Severek başlayan mutlu bir romantik ilişki hiç beklenmedik şekilde eşler arası çatışmayla karşılaşmakta ve aldatmayla sonlanabilmektedir. İlişkinin mükemmel derecede iyi başlaması mükemmel devam edeceğine yönelik beklenti oluşturmaktadır. Beklentiler ne yazık ki her zaman olumlu sonuçlanmamaktadır. Saygı ve sevgi dolu eşler ilişkinin bir noktasında bambaşka kişiler haline gelebilmekte, birbirlerine karşı ilişkinin başında olduğundan çok daha duygusuz, acımasız tutumlar sergileyebilmektedir.
İlişkinin başında görülen kusursuz uyum, eşler arası sağlıklı iletişim, eşlerin birbirlerine gösterdikleri sevgi ve sıcaklık sanki hiç olmamış gibi birbirlerini anlamayan ve anlaşamayan iki yabancı haline gelebilirler. İlişkinin böyle bir duruma gelmesinin sebebi olarak da eşler genellikle karşı tarafı suçlama ve kendini aklama eğilimi göstermektedir. Çoğu zaman gerçek sorunlar konuşulmaz ve sağlıklı iletişim kurulamaz.
Gerçekten ilişkinin neden bozulduğu, kimin bunda ne kadar payı olduğu sorulan sorular arasında yer almamaktadır. Giderek birbirinden uzaklaşan ve kopma noktasına gelen eşler sorunu çözmek yerine üstünü örterek dikkatlerini dışarıya yöneltebilmektedir. Çoğu zaman kendileri gibi ilişkilerinde sorun yaşayan veya bekâr arkadaşlarıyla zaman geçirerek eski mutluluklarına ulaşmaya çalışırlar. Kendi ilişkisinden uzaklaşarak yeni bir heyecan arayan kişi farklı insanlarla tanışır ve hatta eşini bu insanlarla tek gecelik veya sürekli olarak aldatabilir. Eşler arası aldatma konusunda akla ilk başta erkeklerin kadınları aldatması gelmektedir. Bu durumda toplumsal normların, kültürün ve toplumsal cinsiyet rollerinin etkisi olmaktadır. Ancak modern dünyada her şey artık farklılaşmakta olup giderek ekonomik açıdan bağımsızlık kazanan ve haklarını tanıyan kadınlar erkeklerle her konuda eşit konuma gelmektedir.
Aldatma kavramı
Aldatma, geçmişten günümüze evlilikler ve yakın ilişkiler için büyük bir problem olarak karşımıza çıkmaktadır. Geçmiş yıllarda daha az görülen aldatma davranışı, teknolojinin gelişip internetin hayatımıza girmesiyle, son yıllarda oldukça hız kazandı.

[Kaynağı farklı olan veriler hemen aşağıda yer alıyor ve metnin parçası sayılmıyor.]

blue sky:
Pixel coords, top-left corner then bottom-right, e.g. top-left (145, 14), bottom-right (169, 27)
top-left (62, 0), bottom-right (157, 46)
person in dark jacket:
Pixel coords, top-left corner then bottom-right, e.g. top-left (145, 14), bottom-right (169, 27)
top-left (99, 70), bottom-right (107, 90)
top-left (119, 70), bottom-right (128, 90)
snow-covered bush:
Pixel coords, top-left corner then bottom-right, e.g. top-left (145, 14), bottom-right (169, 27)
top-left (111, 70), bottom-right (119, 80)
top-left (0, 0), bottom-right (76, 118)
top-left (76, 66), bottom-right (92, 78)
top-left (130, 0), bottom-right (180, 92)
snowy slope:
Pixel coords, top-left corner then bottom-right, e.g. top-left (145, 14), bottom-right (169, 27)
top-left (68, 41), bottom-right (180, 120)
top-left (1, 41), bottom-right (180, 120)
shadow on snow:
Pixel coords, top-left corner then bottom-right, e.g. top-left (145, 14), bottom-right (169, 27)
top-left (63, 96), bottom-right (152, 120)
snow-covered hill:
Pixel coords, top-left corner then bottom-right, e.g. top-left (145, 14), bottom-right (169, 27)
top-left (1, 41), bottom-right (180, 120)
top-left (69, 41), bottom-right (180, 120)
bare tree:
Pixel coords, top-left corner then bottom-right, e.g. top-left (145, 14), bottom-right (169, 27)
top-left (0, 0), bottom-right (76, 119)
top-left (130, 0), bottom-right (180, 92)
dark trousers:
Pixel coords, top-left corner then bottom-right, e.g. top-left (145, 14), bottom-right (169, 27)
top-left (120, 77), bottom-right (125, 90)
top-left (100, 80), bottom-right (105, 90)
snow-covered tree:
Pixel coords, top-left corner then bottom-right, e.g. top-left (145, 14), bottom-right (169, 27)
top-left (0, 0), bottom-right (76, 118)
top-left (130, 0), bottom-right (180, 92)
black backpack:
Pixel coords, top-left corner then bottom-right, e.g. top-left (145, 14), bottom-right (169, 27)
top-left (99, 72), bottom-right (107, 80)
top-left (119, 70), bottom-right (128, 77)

Akıllı telefonlar ve sonsuz uyaranlar zincirine sahip internetle her bireyin kendine ait özel bir dünyası oluşmaya başladı. Karşı cinsle iletişim sorunu yaşayan kişiler, internet üzerinden çok daha kolay iletişim kurmakta ve çok fazla kişiye ulaşma imkânına sahip olmaya başlamışlardır.
Evliliklerde veya ilişkilerde eşleri birbirine bağlayan en önemli etken sadakattir. Eşler, evlenirken her konuda birbirlerine sadık kalacaklarına dair söz verirler. Ancak evliliklerde, sadakati ortadan kaldıran veya zayıflatan durumlar yaşanabilir. Sadakatsizlik, mevcut birliktelik dışında olan kişilerle yaşanan duygusal veya fiziksel ilişki sonucu, mevcut birlikteliğin beklentilerinin çiğnenmesidir. Aldatma ise, sadakatsizlik sonucu ortaya çıkan ve dürüstlük sınırları dışında kalan söylem ve davranışlardır.
Aldatma ve sadakatsizlik eş anlamlı değildir. Sadakatsizlik bir seçimken, aldatma bu seçim sonucu ortaya çıkan ve kaçınılmaz olan bir sonuçtur. Aldatmanın nedenlerine bakıldığında oldukça karmaşık bir yapı karşımıza çıkmaktadır. Genel olarak sık karşılaşılan aldatma nedenleri şunlardır:
- Evlilik ilişkisinin nasıl olduğu aldatma konusunda önemli bir yer tutmaktadır. Evlilikten alınan düşük doyum ya da cinsel ve duygusal ilişkilerin az sayıda ve düşük kalitede olması, aldatma için bir sebep oluşturabilmektedir.
- Evlilik dışı ilişki ile ilgili en yaygın kabul gören görüşlerden biri de evliliklerdeki mutsuzluk ve çatışmalardır. Mutsuzluk ve çatışma arttıkça aldatma eğilimi de yükselmektedir.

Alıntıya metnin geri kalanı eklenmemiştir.